Şanlıurfa Güneydoğu’da etkisini yitirmeyen aşiretçiliğin en yoğun şekilde yaşam bulduğu illerin başında geliyor.
Köken olarak Kürt Arap ve Türkmen aşiretleri olarak karşımıza çıkan bu yapı eskiden sosyal ve ekonomik alanda akraba ilişkilerini düzenleyen bir yapı iken zamanla dünya ve ülke düzeninin değişmesiyle siyasi alanda boy göstermeye başladı.
Siyasete bulaşan kurum ya da yapıda olduğu gibi aşiretçilikte de bozulmalar ve çözülmeler meydana geldi. Çoğu zaman bir aile ya da bir kişi üzerinden koca bir aşiret siyasi partilerin arka bahçesi ve oy deposu yapılmaya çalışıldı ve başarılı da olundu.
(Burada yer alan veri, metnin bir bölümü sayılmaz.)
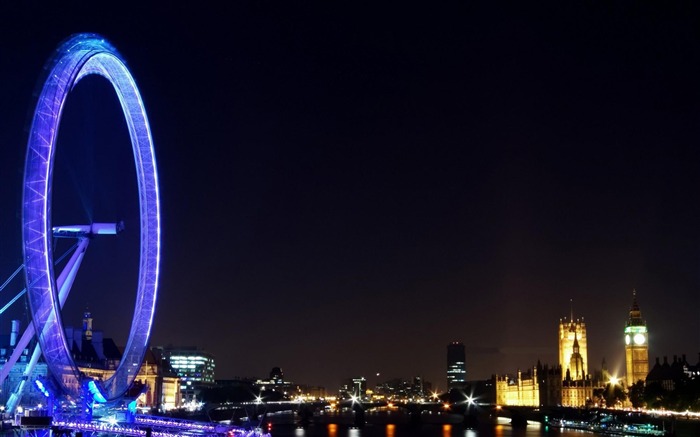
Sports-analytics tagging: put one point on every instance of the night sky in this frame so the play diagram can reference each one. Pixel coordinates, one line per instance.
(346, 187)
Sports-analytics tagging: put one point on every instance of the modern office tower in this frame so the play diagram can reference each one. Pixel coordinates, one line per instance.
(193, 366)
(456, 369)
(636, 345)
(573, 348)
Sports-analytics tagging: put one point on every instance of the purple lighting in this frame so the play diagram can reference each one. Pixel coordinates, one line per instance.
(79, 56)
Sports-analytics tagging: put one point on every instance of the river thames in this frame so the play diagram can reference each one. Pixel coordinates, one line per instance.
(500, 429)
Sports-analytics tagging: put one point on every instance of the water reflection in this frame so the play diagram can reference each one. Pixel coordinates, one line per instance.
(498, 431)
(446, 430)
(332, 430)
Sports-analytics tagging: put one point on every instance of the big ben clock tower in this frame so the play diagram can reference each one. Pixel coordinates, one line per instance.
(636, 345)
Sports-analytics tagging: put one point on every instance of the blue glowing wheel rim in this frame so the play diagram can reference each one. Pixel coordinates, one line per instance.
(80, 56)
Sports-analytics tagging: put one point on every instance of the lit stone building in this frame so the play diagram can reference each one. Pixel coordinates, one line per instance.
(523, 390)
(577, 386)
(456, 367)
(572, 334)
(636, 345)
(98, 357)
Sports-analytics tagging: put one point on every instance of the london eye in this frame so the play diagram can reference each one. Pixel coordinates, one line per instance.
(78, 57)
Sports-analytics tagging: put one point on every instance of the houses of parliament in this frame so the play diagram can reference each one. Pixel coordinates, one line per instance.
(569, 383)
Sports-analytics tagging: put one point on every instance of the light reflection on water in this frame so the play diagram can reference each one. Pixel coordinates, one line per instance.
(445, 430)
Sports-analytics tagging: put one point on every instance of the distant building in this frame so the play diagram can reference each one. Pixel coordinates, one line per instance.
(276, 383)
(522, 390)
(98, 357)
(30, 396)
(576, 386)
(572, 335)
(456, 367)
(398, 389)
(636, 345)
(194, 368)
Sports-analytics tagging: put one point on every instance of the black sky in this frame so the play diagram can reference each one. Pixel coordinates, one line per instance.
(346, 187)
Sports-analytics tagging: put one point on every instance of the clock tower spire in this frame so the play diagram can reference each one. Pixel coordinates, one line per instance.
(636, 344)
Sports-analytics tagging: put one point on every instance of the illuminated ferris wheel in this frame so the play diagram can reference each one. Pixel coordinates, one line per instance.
(80, 56)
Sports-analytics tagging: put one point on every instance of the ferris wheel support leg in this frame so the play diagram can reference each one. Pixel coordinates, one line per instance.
(64, 284)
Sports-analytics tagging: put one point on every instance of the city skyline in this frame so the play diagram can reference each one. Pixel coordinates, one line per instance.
(344, 185)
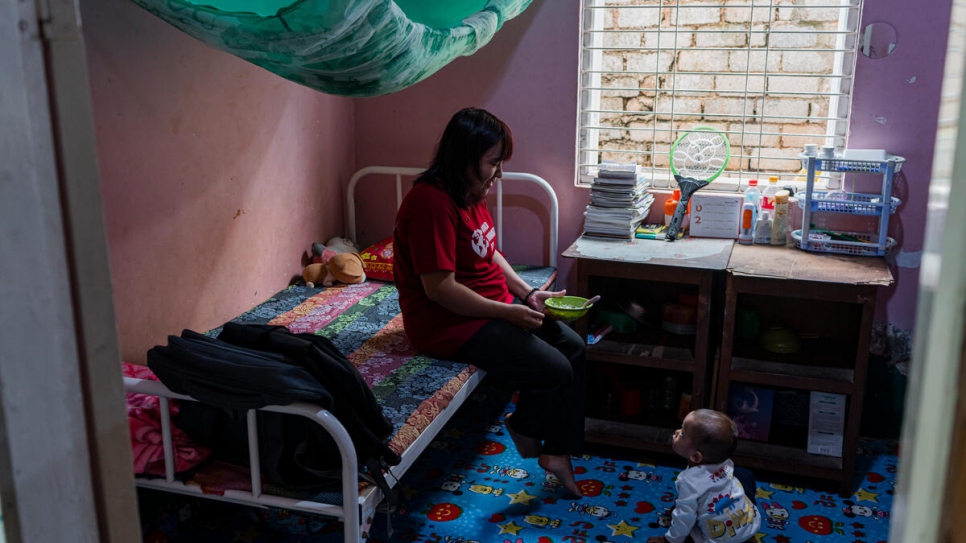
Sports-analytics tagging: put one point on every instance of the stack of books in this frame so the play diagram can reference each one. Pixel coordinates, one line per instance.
(619, 201)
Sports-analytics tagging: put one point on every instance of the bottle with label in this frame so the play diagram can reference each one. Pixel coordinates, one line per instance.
(746, 233)
(753, 196)
(768, 195)
(670, 205)
(763, 228)
(780, 221)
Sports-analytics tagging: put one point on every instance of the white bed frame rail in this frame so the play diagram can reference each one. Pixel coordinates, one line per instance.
(352, 517)
(400, 172)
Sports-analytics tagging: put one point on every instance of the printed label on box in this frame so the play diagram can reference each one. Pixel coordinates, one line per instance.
(826, 423)
(715, 215)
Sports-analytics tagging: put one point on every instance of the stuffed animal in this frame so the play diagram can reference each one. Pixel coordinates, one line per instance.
(337, 260)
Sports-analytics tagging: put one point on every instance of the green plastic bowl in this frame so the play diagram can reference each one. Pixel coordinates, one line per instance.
(567, 307)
Bu söz konusu aile ve kişiler bu hizmetlerinin karşılığını da maddi ve manevi olarak aldı. Maddi olarak ihale ve benzeri işlerden nasiplenen bu şahıslar manevi olarak da siyasi partilerin kendilerine kattığı hava ile coşup durdu ve duruyorlar.
Köyden kente göçlerin artmasıyla birlikte aşiretlerin siyasete malzeme olma süreci de hız kazandı. Ancak bu hızda 2000 yılından bu yana zirve görüldü.
Her sözüm ona para babası kendisini aşiret lideri kanaat önderi olarak lanse edip nemalanmaya devam etti.
He haber sitesinde okursunuz Uzaylı Aşireti A Partisine destek oldu ya da geçti. Gollom Aşireti B Partisine destek oldu.
Aslına bakarsanız aşiretin yüzde doksanının bu geçiş ve uçuşlardan haberi bile yoktur. Yine de eğitim ve okuma oranlarının düşük olduğu geniş bir kesim arasından kulaktan duyma da olsa bunun karşılığı oluyor.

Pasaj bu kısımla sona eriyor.